In the same way, the tacit approval of neo-fascists enjoying political power in Ukraine is disturbing. For all that is the known record of fascist regimes which assumed power in various parts of the European continent, the wisdom handed down by experience is that it should be strangled in the cradle.

And it is not only Western support for the avowedly Banderite fascist parties which should give cause for concern, but also the peculiar species of nationalism which is the inheritance of Ukraine.

Many of the politicians such as Yulia Tymoshenko and Arseniy Yatsenyuk who are presented to the outside world as mainstream politicians are steeped in the hatreds and prejudices of the past.

Tymoshenko, whose tenure in power was marked by terrible corruption, was caught on a wiretap offhandedly suggesting that nuclear weapons should be used to wipe out 8 million Russian speakers in the eastern part of the country.
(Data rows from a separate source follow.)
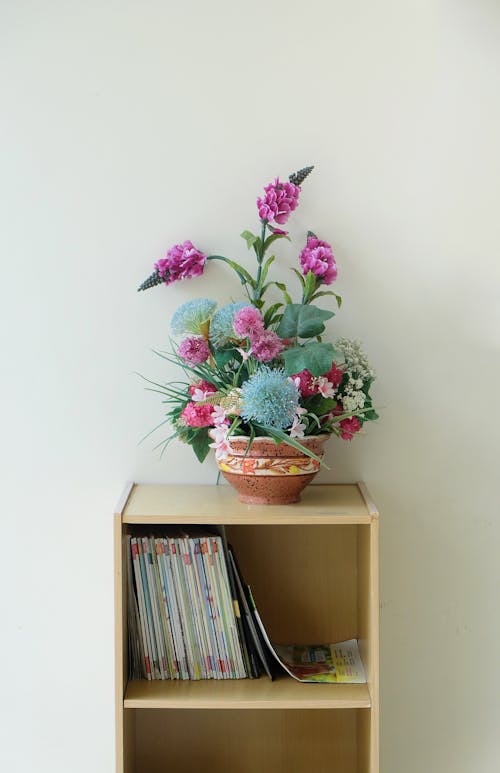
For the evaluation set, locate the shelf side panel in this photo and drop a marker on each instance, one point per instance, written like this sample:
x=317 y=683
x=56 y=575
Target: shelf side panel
x=368 y=616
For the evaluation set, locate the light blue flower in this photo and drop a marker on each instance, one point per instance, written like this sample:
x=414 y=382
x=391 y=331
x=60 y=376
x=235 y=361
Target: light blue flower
x=192 y=316
x=269 y=397
x=221 y=326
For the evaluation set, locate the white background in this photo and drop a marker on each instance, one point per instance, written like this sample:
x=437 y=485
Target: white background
x=130 y=126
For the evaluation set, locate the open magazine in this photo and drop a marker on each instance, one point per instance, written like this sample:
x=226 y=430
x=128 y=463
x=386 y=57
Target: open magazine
x=337 y=663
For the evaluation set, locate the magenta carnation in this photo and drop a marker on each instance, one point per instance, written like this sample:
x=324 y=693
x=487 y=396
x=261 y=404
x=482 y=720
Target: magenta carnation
x=196 y=415
x=279 y=201
x=248 y=322
x=194 y=349
x=334 y=375
x=317 y=256
x=183 y=261
x=349 y=427
x=266 y=346
x=205 y=386
x=305 y=383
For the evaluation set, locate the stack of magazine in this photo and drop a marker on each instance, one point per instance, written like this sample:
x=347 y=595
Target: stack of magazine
x=191 y=616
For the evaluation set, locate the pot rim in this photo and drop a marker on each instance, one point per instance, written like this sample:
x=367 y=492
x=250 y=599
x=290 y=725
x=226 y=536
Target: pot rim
x=325 y=435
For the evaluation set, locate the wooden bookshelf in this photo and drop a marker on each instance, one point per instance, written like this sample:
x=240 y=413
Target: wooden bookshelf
x=313 y=569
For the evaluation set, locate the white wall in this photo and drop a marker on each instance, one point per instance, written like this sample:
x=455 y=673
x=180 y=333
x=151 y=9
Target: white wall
x=128 y=126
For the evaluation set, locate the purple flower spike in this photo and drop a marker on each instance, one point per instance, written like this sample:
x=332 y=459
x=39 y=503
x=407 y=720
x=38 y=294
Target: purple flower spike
x=279 y=201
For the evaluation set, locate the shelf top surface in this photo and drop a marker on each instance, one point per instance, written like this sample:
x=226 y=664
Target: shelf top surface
x=245 y=694
x=339 y=503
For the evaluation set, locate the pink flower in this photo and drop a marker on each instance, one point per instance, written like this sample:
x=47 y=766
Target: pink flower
x=219 y=416
x=317 y=256
x=297 y=428
x=267 y=346
x=194 y=349
x=183 y=261
x=325 y=387
x=349 y=427
x=305 y=384
x=204 y=386
x=221 y=443
x=279 y=201
x=244 y=355
x=248 y=322
x=196 y=415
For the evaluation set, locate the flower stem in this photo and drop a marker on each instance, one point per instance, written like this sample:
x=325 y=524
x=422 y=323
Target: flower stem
x=260 y=258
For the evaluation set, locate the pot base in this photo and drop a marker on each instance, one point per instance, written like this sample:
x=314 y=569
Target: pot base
x=267 y=473
x=268 y=490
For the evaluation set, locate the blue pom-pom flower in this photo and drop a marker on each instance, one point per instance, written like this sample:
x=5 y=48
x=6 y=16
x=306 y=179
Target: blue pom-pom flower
x=192 y=316
x=270 y=397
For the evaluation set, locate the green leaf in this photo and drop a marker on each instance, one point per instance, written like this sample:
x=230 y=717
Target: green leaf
x=223 y=356
x=309 y=286
x=265 y=269
x=242 y=272
x=201 y=444
x=303 y=321
x=320 y=405
x=301 y=277
x=269 y=315
x=317 y=358
x=272 y=238
x=283 y=289
x=281 y=436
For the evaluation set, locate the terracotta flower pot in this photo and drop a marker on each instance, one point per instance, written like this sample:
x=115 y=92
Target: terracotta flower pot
x=271 y=473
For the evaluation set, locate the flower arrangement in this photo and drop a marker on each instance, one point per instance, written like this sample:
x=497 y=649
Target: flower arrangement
x=259 y=368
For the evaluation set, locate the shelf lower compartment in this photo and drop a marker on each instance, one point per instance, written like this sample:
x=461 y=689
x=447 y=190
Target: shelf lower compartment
x=283 y=693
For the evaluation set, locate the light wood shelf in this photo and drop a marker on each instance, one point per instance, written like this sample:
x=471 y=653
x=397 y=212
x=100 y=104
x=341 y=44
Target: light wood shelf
x=313 y=569
x=283 y=693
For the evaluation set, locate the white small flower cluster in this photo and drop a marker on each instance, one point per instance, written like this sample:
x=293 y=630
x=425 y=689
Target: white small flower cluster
x=352 y=399
x=358 y=371
x=356 y=361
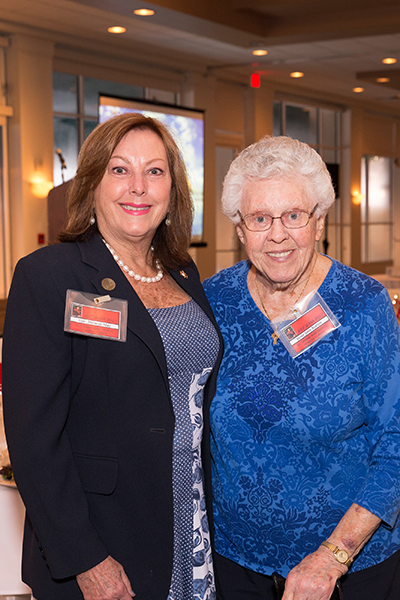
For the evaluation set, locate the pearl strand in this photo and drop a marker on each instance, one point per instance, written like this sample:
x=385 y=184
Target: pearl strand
x=131 y=273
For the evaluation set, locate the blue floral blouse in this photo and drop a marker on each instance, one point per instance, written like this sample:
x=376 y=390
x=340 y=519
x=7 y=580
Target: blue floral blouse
x=295 y=441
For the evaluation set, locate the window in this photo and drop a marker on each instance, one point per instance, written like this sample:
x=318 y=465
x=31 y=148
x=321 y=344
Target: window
x=75 y=109
x=376 y=209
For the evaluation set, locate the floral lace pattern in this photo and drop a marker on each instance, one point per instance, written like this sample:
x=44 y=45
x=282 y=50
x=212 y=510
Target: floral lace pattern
x=295 y=441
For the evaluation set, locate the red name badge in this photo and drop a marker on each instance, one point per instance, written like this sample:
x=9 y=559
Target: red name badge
x=96 y=316
x=316 y=320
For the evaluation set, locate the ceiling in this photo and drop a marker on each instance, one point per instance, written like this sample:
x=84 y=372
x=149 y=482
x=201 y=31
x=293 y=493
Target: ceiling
x=337 y=44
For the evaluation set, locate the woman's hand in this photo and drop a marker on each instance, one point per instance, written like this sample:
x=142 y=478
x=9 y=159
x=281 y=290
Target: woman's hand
x=314 y=577
x=105 y=581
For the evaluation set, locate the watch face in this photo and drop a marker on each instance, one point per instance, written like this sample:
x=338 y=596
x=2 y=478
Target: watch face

For the United States, the aim of marginalising Russia in a modern ‘Great Game’ which threatens the peace of the world one hundred years after the outbreak of the Great War is, in the final analysis, not a justifiable risk worth taking.   

(C) Adeyinka Makinde (2014)

Adeyinka Makinde is a lecturer in law with research interests in intelligence and security issues. He is based in London, England.